After
the visitation of the Painted Ladies in August, ( Blog 31/07/19 ) other
butterflies having been appearing in the garden. The recent burst of
hot weather has helped to bring out more species fluttering
around the fields and by-ways
Following a path by woodland, I tried to capture the latest batch with the phone camera but their compound eyes mean that they are off as soon as you approach, dancing enticingly from plant to plant never settling long enough to get the phone close to them. (Memo to self - bring the SLR the next time.)
They
did lead me to a field of pasture being munched by a contented flock of
ewes and there, along the field edge, growing among the sheep
sorrel, were cornflowers.
Once,
these "weeds of cultivation"were common in cereal crops as
their names suggest, - cornflower, corn spurrey, corn marigold, corn
cockle.
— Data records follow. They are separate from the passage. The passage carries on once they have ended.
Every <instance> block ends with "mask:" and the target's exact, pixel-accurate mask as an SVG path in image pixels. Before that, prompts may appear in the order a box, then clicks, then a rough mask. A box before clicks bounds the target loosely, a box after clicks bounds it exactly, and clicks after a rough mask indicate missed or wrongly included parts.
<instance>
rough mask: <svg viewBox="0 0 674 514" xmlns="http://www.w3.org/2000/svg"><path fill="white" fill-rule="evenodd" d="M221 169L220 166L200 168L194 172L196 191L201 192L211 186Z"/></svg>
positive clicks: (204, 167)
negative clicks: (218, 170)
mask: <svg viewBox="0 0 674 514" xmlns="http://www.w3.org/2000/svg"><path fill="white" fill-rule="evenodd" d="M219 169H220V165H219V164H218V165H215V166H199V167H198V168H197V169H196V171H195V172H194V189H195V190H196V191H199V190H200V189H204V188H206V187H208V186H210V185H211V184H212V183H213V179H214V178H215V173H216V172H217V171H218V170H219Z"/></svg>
Now, due to the use of agri-chemicals, most are rare but their
seed can survive for a long time as witnessed by the proliferation of
poppies along any roadside verge after digging by local councils or service
providers.
Cornflowers,
like poppies, grew in the churned up fields of the Western Front in
WWI and were adopted by the French as their flower of remembrance –
le bleuet de France
Now, they are seldom found in Britain except in gardens as part of a
"wild flower" sowing or where environmentally friendly
farmers have reintroduced them.
Wild flower meadow |
My
few were almost certainly survivors from an older time still managing
to set seed despite the munching of the sheep.
Sheep sorrel |
Sheep sorrel is a food plant for the small copper butterfly. I saw
none that day but worth another look (with a better camera!).
Odd
how the flowers of remembrance the field poppy and the cornflower are
scarcely to be found in the countryside where they were once so much
part of the landscape - a lost generation of blooms.